Si le bien de vous voir m’était moins précieux,
Je serais innocent, mais si loin de vos yeux,
Que j’aime mieux, seigneur, en perdre un peu d’estime,
Et qu’un bonheur si grand me coûte un petit crime,
Qui ne craindra jamais la plus sévère loi,
Si l’amour juge en vous ce qu’il a fait en moi.

Prusias.
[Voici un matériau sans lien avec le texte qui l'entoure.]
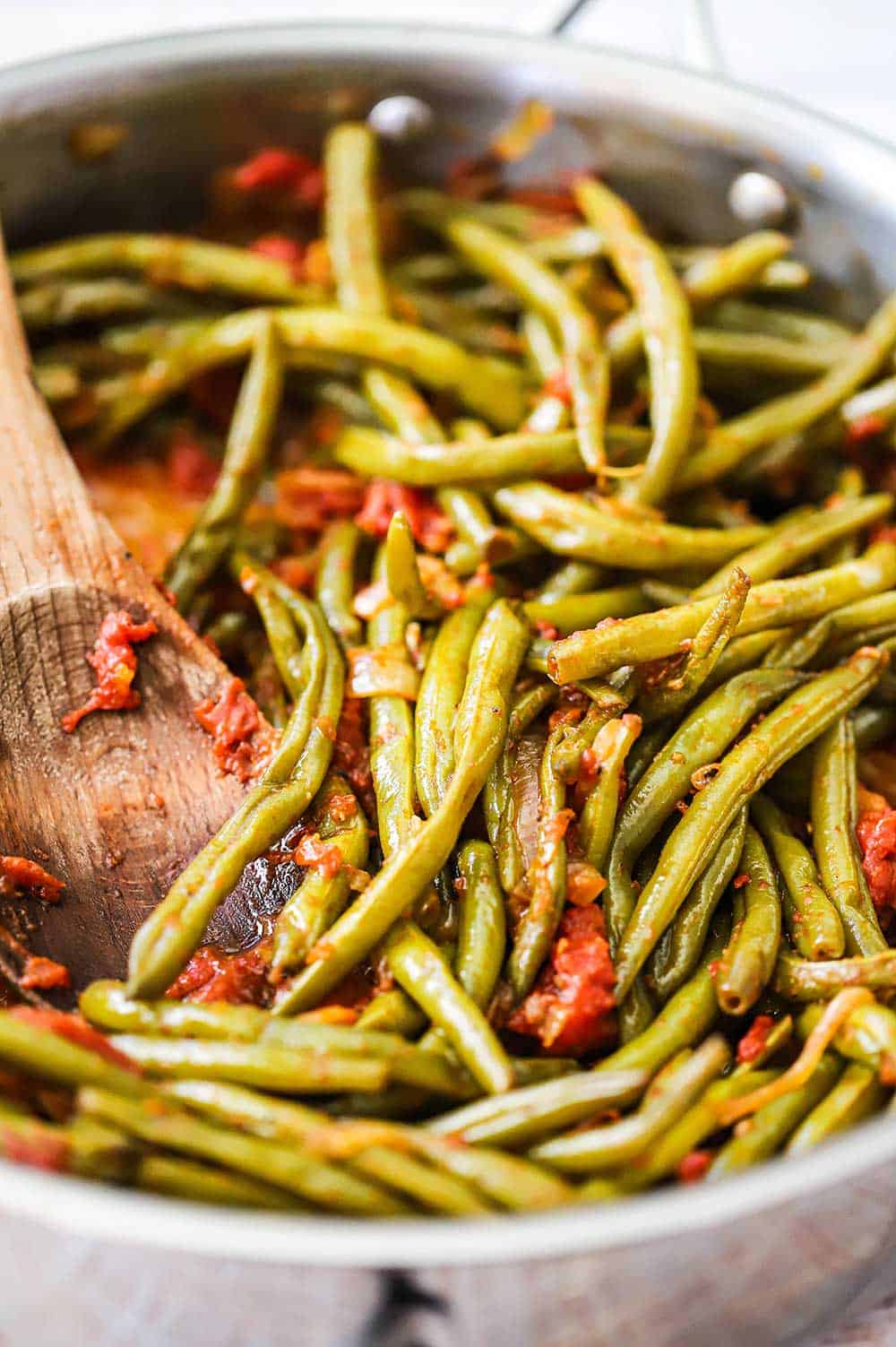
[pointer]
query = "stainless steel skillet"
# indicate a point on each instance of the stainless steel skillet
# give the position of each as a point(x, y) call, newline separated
point(751, 1261)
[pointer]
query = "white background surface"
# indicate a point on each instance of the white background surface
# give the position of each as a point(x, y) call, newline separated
point(834, 54)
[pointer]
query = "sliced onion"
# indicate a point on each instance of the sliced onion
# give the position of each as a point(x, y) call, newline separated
point(382, 671)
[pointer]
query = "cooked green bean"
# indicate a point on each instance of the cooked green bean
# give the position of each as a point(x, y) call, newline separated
point(729, 444)
point(635, 640)
point(523, 1116)
point(834, 837)
point(670, 1095)
point(666, 324)
point(746, 966)
point(244, 460)
point(773, 1124)
point(797, 721)
point(679, 951)
point(334, 583)
point(812, 918)
point(567, 525)
point(481, 923)
point(480, 730)
point(539, 289)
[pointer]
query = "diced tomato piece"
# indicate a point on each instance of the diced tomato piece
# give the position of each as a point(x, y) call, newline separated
point(232, 720)
point(43, 974)
point(75, 1030)
point(350, 750)
point(40, 1149)
point(754, 1041)
point(282, 170)
point(694, 1165)
point(317, 854)
point(572, 1007)
point(282, 248)
point(213, 974)
point(866, 427)
point(309, 497)
point(430, 527)
point(19, 873)
point(115, 663)
point(558, 385)
point(876, 832)
point(192, 468)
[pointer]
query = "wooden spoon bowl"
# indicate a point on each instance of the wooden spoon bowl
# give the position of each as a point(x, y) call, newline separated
point(116, 807)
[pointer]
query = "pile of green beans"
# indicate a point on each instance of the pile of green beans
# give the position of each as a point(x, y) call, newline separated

La plus mauvaise excuse est assez pour un père,
Et sous le nom d’un fils toute faute est légère :
Je ne veux voir en vous que mon unique appui.
Recevez tout l’honneur qu’on vous doit aujourd’hui.
L’ambassadeur romain me demande audience :
Il verra ce qu’en vous je prends de confiance ;
Vous l’écouterez, prince, et répondrez pour moi.
Vous êtes aussi bien le véritable roi,
Je n’en suis plus que l’ombre, et l’âge ne m’en laisse
Qu’un vain titre d’honneur qu’on rend à ma vieillesse,
Je n’ai plus que deux jours peut-être à le garder.
L’intérêt de l’Etat vous doit seul regarder ;
Prenez-en aujourd’hui la marque la plus haute :
Mais gardez-vous aussi d’oublier votre faute ;
Et comme elle fait brèche au pouvoir souverain,
Pour la bien réparer retournez dès demain.
Remettez en éclat la puissance absolue ;
Attendez-la de moi comme je l’ai reçue,
Inviolable, entière ; et n’autorisez pas
De plus méchants que vous à la mettre plus bas.